Canada's Bruce LaBruce has been one of the more notable cinematic provocateurs of the last couple of decades. Starting off in Toronto's queercore scene, he's won acclaim on the festival circuit thanks to the taboo-busting, sexually explicit likes of "The Raspberry Reich," "Otto, Or Up With Dead People" and "L.A. Zombie" (the latter of which was banned from the Melbourne Film Festival). So when his latest film, "Gerontophilia," opens with a blank screen over which we seem to hear a woman nearing orgasm as she recites the names of "female revolutionaries" including Lizzie Borden and Winona Ryder, you'd be forgiven for expecting more of the same envelope pushing. 

But as it turns out, LaBruce is having a sly play with the expectations of those who know his previous work, because when he fades in, there's nothing more than kissing—albeit enthusiastically received kissing—going on, between French-Canadian teen Lake (Pier-Gabriele LaJoie) and his girlfriend Desiree (Katie Boland, the exact midpoint of Emma Stone and Carey Mulligan). They're just done with high school, on their gap years, and seem to be in the first flush of love, or something like it. 

Gerontophilia

Except Lake isn't entirely present, and as a very funny slo-mo shot of him admiring a crossing guard makes clear, it's because he leans towards the sexual preference of the title—namely, he's attracted to the elderly, and more specifically, elderly men. And when his mother (Marie-Helene Thibault) gets him a job in the retirement home where she works, he meets Mr. Peabody (stage vet Walter Borden), developing a friendship that rapidly turns into something else. 

As it might sound, the premise is a fairly conscious nod to Hal Ashby's classic "Harold and Maude," and for all his out-to-shock past form, LaBruce keeps things relatively family friendly—there's some frontal nudity, but it's fairly mild, and when he doesn't skip over the sex altogether, as he does in most cases, it trades explicit images for a gentle and even touching sensuality. The relationship between Lake and Mr. Peabody unfolds carefully and organically, and it doesn't sugarcoat or idealise their affair—once an incorrigible old flirt, always an incorrigible old flirt. 

It's sweet stuff, sure, but hampered by the performances. Borden is decent, especially when given good material to work with, but there's little continuity between the bedridden old man and the cravat-wearing man-about-town. Still, it's masterful next to Lajoie, who's something of a vacuum of screen presence. He seems to be a touch hamstrung by the bilingual nature of the part, but that shouldn't excuse how flat his line-readings are, or how little there seems to be to the character. 

Gerontophilia

Boland feels much more at home on camera, but she's left at sea by LaBruce's attitude to his female characters, which at best is condescending, and at worst is actively hostile. Desiree mostly exists to be mocked for her obsession with her revolutionary role models or to go through her own half-formed sexual awakening, while Lake's mother is a figure for pity, who gets pushed down the stairs in a scene designed for laughs. LaBruce's world might have room for all kinds of sexual tastes, but there's no real place for women. 

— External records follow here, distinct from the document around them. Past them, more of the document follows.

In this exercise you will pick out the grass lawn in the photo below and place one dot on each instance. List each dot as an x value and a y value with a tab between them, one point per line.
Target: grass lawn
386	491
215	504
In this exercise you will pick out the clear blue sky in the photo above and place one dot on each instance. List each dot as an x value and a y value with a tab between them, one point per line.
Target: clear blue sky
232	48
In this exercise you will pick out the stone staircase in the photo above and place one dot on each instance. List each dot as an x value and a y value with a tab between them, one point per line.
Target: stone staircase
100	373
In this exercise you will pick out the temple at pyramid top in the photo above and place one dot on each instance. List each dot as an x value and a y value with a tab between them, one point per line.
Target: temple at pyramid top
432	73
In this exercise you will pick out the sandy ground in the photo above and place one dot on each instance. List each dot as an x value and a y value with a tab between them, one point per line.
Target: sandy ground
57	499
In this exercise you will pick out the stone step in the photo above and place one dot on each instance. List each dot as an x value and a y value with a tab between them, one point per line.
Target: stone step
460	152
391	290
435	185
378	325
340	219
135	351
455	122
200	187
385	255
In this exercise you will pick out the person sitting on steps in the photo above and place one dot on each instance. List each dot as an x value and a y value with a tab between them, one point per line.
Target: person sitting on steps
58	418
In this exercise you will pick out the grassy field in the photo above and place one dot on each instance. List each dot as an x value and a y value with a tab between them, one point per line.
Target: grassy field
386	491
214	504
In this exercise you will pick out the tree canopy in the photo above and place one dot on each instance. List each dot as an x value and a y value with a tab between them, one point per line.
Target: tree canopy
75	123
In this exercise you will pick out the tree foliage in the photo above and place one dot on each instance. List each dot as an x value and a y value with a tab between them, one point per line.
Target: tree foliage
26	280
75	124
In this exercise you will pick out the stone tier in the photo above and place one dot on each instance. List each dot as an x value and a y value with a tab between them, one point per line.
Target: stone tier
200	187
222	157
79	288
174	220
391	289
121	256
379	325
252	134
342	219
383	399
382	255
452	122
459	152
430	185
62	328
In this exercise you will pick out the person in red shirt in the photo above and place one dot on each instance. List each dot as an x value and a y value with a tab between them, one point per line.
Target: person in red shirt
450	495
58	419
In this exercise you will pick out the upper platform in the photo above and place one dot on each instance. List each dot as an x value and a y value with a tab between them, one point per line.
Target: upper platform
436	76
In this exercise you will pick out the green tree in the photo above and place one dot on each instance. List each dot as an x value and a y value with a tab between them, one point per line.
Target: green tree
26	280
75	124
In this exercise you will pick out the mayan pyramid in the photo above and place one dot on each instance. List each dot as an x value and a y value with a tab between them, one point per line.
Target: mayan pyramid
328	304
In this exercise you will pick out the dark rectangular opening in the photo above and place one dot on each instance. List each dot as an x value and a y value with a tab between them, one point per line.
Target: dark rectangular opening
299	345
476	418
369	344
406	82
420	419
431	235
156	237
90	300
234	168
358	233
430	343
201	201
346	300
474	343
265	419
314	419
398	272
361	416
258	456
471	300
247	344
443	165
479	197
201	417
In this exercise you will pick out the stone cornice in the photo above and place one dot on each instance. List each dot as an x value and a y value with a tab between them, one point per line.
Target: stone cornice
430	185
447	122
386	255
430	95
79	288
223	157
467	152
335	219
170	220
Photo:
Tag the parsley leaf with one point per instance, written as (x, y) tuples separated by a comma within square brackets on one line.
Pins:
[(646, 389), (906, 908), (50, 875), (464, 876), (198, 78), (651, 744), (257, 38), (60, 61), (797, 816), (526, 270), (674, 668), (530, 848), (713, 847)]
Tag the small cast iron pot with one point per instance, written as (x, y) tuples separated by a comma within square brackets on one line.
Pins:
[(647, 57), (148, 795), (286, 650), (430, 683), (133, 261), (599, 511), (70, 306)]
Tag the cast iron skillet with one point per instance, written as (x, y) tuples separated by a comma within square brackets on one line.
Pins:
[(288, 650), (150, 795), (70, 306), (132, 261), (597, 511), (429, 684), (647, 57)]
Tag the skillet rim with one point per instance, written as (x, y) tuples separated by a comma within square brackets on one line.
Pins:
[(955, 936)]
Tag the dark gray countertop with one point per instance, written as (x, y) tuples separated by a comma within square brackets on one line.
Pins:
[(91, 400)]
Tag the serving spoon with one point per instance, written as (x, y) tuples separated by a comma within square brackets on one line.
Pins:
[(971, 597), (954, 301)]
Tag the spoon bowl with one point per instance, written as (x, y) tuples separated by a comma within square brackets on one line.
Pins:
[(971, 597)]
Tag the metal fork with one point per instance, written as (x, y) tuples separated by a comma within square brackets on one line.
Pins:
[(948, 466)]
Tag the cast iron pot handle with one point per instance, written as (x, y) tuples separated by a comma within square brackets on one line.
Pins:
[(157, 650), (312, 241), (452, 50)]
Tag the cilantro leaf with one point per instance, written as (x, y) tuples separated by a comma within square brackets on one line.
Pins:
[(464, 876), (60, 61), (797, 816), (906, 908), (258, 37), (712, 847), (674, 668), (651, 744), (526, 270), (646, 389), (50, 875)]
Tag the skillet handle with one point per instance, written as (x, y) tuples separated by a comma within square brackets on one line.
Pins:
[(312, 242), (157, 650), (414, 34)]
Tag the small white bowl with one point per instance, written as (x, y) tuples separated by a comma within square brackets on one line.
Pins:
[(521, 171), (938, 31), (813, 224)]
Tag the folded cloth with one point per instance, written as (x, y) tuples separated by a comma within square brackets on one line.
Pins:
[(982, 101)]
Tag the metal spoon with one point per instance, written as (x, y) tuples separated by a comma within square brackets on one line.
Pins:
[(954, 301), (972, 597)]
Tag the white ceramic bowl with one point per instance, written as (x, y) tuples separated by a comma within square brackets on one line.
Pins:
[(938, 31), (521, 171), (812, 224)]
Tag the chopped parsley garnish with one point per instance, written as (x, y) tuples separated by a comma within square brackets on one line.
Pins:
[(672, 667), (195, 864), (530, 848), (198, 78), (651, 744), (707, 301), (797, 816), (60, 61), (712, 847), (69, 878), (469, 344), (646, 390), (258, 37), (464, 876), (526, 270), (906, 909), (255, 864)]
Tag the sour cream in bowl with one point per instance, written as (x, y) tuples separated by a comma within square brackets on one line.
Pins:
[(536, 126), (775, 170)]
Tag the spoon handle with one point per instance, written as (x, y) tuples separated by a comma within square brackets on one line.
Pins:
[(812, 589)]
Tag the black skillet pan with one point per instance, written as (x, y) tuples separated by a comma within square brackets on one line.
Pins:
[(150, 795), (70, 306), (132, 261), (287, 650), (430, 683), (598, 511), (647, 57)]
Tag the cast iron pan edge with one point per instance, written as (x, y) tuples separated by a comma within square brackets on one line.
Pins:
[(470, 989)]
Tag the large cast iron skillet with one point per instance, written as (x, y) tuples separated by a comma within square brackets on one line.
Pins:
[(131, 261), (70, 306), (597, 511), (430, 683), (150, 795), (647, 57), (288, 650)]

That aside, there is genuine warmth and heart to the central relationship, and the script is occasionally funny, though it draws smiles more than laughs. But it's hard to see, beyond the gender swap, what LaBruce is saying here that Hal Ashby didn't cover more definitively four decades ago. It may be that, in self-consciously targeting a wider audience (as LaBruce has happily confessed was his aim here), the director's lost a little of his edge in the process. [C] 

Browse through all our coverage of the 2013 Venice Film Festival to date by clicking here.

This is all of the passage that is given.